Китти и Ковалевский переглянулись.
— Видно, что вы приехали из глухой провинции, — произнес Ковалевский. — Временное правительство, правда, состоит из людей способных, но оно бессильно что-либо сделать. Настоящая власть в руках Совета солдат и рабочих. Солдаты же и рабочие везде требуют мира, хлеба и равноправия. Мы будем разбиты на войне.
— Для такого пессимизма нет основания. Сотрудничество лучших людей Государственной думы и лучших людей революционной демократии обещает хорошие результаты.

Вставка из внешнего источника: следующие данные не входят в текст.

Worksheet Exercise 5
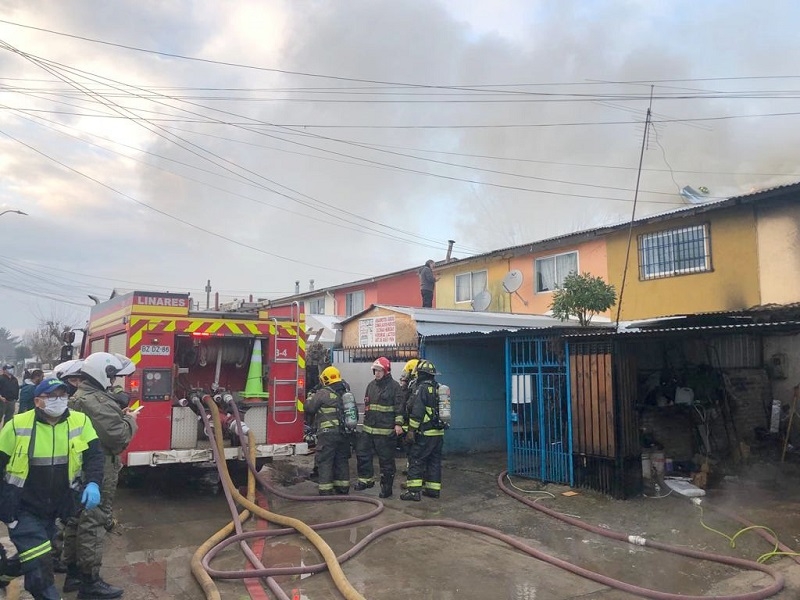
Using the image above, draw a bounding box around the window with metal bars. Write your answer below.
[639,223,711,280]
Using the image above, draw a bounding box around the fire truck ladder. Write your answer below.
[272,300,302,425]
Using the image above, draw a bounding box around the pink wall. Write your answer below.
[334,271,422,317]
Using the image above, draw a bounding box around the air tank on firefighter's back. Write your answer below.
[439,383,450,425]
[342,392,358,430]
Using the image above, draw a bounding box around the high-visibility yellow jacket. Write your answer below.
[0,409,103,523]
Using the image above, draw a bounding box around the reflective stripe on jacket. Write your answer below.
[408,379,444,436]
[364,373,405,435]
[0,410,97,488]
[305,386,341,434]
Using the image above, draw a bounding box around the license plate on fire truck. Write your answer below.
[141,345,170,356]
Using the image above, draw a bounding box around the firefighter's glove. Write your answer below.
[81,481,100,510]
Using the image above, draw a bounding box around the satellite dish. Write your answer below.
[503,269,528,306]
[472,290,492,311]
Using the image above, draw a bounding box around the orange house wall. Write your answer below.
[509,240,609,316]
[334,272,422,317]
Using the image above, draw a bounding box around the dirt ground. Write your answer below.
[0,453,800,600]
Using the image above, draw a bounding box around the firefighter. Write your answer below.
[63,352,136,600]
[0,378,103,600]
[353,356,404,498]
[400,360,445,502]
[305,367,350,496]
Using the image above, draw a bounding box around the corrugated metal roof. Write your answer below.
[340,304,600,337]
[564,321,800,338]
[269,182,800,306]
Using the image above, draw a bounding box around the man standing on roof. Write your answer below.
[419,260,439,308]
[353,356,405,498]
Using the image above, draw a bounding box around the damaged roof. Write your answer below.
[339,304,600,337]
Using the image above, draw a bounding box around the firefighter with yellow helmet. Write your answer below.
[305,367,351,496]
[400,360,446,502]
[400,358,419,431]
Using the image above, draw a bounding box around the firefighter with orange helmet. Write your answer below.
[305,367,350,496]
[353,356,405,498]
[400,360,445,502]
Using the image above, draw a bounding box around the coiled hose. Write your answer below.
[198,395,370,600]
[201,398,785,600]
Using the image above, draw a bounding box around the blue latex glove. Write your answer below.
[81,481,100,510]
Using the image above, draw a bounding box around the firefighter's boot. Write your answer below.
[62,565,81,594]
[78,574,125,600]
[378,475,394,498]
[400,490,422,502]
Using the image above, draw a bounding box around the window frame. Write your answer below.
[636,222,714,281]
[344,290,367,317]
[453,269,489,304]
[533,250,581,294]
[306,296,325,315]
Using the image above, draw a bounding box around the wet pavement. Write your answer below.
[3,454,800,600]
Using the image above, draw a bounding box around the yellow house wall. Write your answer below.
[506,240,608,316]
[757,203,800,304]
[436,240,608,316]
[342,306,417,348]
[607,207,760,320]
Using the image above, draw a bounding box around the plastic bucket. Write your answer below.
[650,451,666,477]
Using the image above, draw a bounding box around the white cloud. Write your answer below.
[0,0,800,329]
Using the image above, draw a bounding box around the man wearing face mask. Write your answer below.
[0,364,19,423]
[0,378,103,600]
[63,352,136,600]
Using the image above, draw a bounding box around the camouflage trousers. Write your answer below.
[63,455,122,577]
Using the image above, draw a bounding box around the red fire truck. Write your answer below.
[82,291,308,466]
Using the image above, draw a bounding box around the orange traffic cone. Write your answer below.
[242,340,269,400]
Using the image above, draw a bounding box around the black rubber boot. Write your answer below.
[62,565,82,594]
[400,490,422,502]
[378,476,394,498]
[78,575,125,600]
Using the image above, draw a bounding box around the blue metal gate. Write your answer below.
[506,336,573,485]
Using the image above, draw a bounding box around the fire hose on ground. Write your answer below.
[193,397,785,600]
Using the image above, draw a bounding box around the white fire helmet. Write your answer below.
[81,352,123,390]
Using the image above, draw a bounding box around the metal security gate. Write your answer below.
[506,337,573,485]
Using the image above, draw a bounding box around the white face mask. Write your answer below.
[42,396,67,417]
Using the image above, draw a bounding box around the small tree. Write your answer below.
[550,272,617,327]
[0,327,19,362]
[24,319,72,366]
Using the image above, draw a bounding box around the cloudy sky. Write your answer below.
[0,0,800,333]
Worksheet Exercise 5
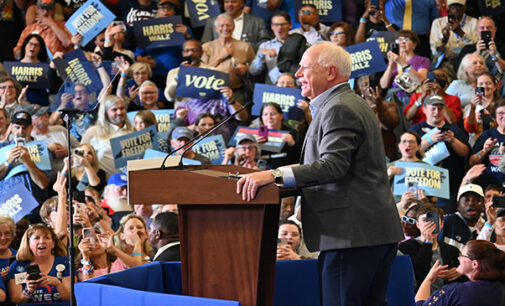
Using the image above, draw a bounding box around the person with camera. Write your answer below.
[398,204,462,291]
[403,69,461,124]
[8,224,70,303]
[430,0,478,80]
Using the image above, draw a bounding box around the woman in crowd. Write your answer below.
[0,108,11,143]
[445,53,487,109]
[9,224,70,303]
[415,240,505,306]
[380,30,430,109]
[0,215,17,283]
[277,220,302,260]
[464,72,498,143]
[222,134,261,170]
[98,214,154,272]
[256,102,302,169]
[328,21,354,47]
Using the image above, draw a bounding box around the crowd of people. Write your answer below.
[0,0,505,305]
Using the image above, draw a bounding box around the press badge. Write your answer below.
[14,272,26,285]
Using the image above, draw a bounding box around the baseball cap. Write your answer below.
[458,184,484,201]
[423,95,445,105]
[447,0,466,6]
[11,111,32,125]
[172,126,193,139]
[107,173,128,187]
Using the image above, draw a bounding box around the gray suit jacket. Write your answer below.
[201,13,271,52]
[293,84,403,251]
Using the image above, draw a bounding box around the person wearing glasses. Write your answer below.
[249,12,307,84]
[399,204,462,291]
[415,240,505,306]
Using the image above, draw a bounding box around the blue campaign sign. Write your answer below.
[186,0,221,28]
[4,62,49,89]
[228,126,289,153]
[479,0,505,16]
[133,16,185,49]
[110,125,158,169]
[0,184,39,223]
[65,0,116,46]
[192,135,226,165]
[393,161,450,199]
[0,140,52,179]
[345,41,386,79]
[175,66,230,99]
[366,31,398,57]
[294,0,342,22]
[144,149,202,165]
[252,83,305,120]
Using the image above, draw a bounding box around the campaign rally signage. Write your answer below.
[186,0,221,28]
[0,184,39,223]
[65,0,116,46]
[294,0,342,22]
[252,83,305,120]
[175,66,230,99]
[192,135,226,165]
[421,128,451,165]
[4,62,49,89]
[345,41,386,79]
[0,140,52,179]
[144,149,202,165]
[479,0,505,16]
[126,109,175,139]
[133,16,185,49]
[228,126,289,153]
[110,125,159,168]
[393,161,450,199]
[366,31,398,57]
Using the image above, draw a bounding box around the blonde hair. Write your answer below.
[16,223,67,261]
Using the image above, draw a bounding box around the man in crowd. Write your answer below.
[14,0,73,58]
[237,43,403,305]
[202,0,270,51]
[409,94,470,213]
[149,212,181,261]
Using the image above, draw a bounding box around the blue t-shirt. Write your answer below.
[8,256,70,303]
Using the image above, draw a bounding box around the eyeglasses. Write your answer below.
[402,216,416,224]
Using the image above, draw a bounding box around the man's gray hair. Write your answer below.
[315,41,352,79]
[214,13,235,27]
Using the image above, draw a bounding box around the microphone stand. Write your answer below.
[160,101,253,170]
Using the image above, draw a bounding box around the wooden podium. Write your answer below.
[128,158,280,305]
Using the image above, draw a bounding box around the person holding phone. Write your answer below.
[8,224,70,303]
[398,204,462,290]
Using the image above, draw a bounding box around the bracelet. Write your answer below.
[81,259,91,266]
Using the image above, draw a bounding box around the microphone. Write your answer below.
[161,101,253,170]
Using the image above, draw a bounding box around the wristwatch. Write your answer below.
[272,169,282,184]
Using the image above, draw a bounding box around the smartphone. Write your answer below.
[475,87,486,96]
[82,227,96,247]
[407,182,419,199]
[426,71,435,83]
[391,43,400,54]
[493,196,505,208]
[480,31,491,49]
[26,264,40,280]
[426,211,440,234]
[258,124,268,141]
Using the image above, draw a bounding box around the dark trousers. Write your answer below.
[318,243,398,306]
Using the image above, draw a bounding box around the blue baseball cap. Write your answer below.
[107,173,128,187]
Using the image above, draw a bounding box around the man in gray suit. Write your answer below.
[202,0,270,52]
[237,43,403,305]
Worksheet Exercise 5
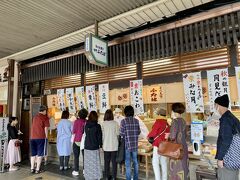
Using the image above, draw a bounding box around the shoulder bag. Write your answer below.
[223,123,240,170]
[158,120,183,160]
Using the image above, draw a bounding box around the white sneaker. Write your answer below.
[72,171,79,176]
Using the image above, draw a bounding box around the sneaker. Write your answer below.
[9,167,18,172]
[72,171,79,176]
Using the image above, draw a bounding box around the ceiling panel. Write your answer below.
[0,0,212,64]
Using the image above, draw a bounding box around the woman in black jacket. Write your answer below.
[84,111,102,180]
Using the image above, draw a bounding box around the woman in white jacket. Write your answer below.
[102,109,119,179]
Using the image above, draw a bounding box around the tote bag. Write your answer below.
[223,128,240,170]
[116,138,125,164]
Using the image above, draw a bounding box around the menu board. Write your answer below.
[98,84,109,113]
[207,68,231,112]
[86,85,97,112]
[183,72,204,113]
[130,80,144,115]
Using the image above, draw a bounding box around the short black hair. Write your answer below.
[172,103,185,114]
[103,109,114,121]
[61,111,69,119]
[124,106,134,117]
[78,108,88,119]
[88,111,98,122]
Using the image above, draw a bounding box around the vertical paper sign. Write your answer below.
[130,80,144,115]
[57,89,66,111]
[235,67,240,102]
[183,72,204,113]
[0,118,9,172]
[98,84,109,113]
[207,69,230,112]
[66,88,76,113]
[86,85,97,112]
[75,86,86,110]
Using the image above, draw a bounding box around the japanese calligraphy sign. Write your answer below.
[66,88,76,113]
[86,85,97,112]
[144,84,166,104]
[57,89,66,111]
[130,80,144,115]
[75,86,86,110]
[235,67,240,101]
[114,88,130,105]
[47,95,58,108]
[98,84,109,113]
[207,69,230,112]
[183,72,204,113]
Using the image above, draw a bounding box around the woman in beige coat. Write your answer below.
[102,109,119,179]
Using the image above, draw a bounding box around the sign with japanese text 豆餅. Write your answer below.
[207,68,231,112]
[75,86,86,110]
[66,88,76,113]
[130,80,144,115]
[183,72,204,113]
[86,85,97,112]
[57,89,66,111]
[98,84,109,113]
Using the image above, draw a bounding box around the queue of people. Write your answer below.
[5,95,240,180]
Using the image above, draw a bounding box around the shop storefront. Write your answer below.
[19,10,240,179]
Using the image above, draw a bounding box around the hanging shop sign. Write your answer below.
[57,89,66,111]
[143,84,166,104]
[235,67,240,101]
[85,34,108,67]
[47,94,58,108]
[98,84,109,113]
[0,118,9,172]
[66,88,76,113]
[130,80,144,115]
[114,88,130,105]
[183,72,204,113]
[191,122,204,142]
[207,68,230,112]
[75,86,86,110]
[86,85,97,112]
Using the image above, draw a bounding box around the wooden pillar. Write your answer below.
[7,59,15,117]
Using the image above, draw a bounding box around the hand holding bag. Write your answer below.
[223,126,240,170]
[158,141,183,160]
[148,125,168,144]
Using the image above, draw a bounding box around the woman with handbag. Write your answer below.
[72,108,88,176]
[57,111,72,171]
[5,117,21,171]
[169,103,189,180]
[148,109,170,180]
[84,111,102,180]
[102,109,119,180]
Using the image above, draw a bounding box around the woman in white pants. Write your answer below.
[148,109,170,180]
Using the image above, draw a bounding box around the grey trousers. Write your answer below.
[218,167,239,180]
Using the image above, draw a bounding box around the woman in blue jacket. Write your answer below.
[57,111,72,170]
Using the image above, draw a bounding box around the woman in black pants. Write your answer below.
[72,109,88,176]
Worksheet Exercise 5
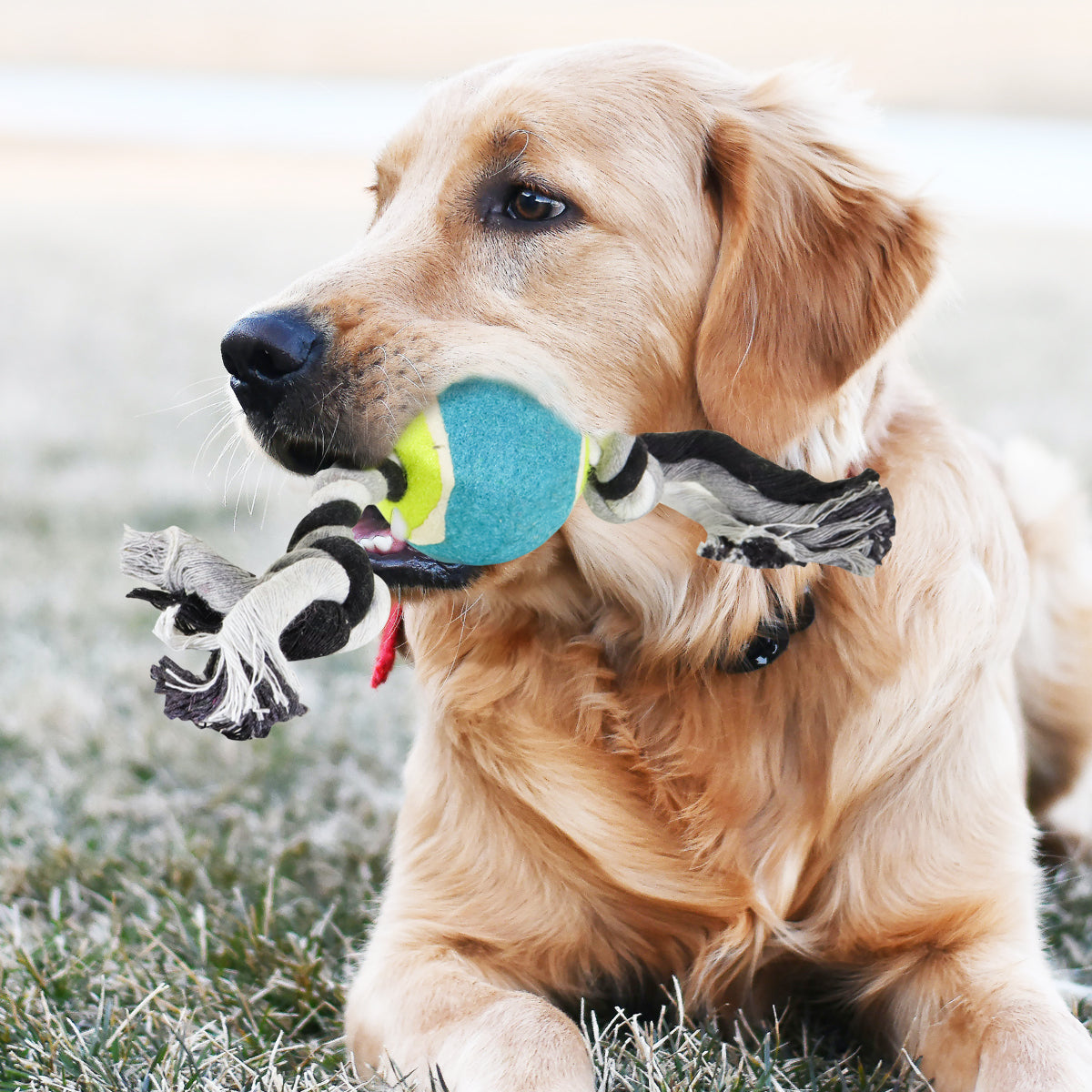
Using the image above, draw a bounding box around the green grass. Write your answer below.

— Если бы вы пережили революцию с нами в Петрограде, вы бы так не говорили. Посмотрите, в день пасхи на улице вместо праздничных флагов висят грязные тряпки цвета крови, — раздраженно говорила Китти. — Праздник всепрощения и любви заменен праздником классовой борьбы.
Я рассмеялся.
— Уж если и говорить о празднике всепрощения и любви, то именно он-то и происходит сейчас. На улицах ходит голодный народ, а вы спокойно сидите в гостиной... Но не в этом дело. Расскажите лучше о новых порядках в городе.
— Городом правит Совет рабочих и солдатских депутатов, — раздраженно сказал Ковалевский. — В него входят представители от каждой роты, каждого завода. В него вошли даже представители от фармацевтов, учителей [207] и т. д. Словом, громадный зал морского корпуса, а это самый большой зал в Петрограде, не может вместить всю эту компанию. От её имени правит анонимная кучка Исполнительного комитета с крайне оригинальными замашками.
— Например?
— Например, они в одну ночь состряпали приказ № 1 о новых отношениях в армии {40}.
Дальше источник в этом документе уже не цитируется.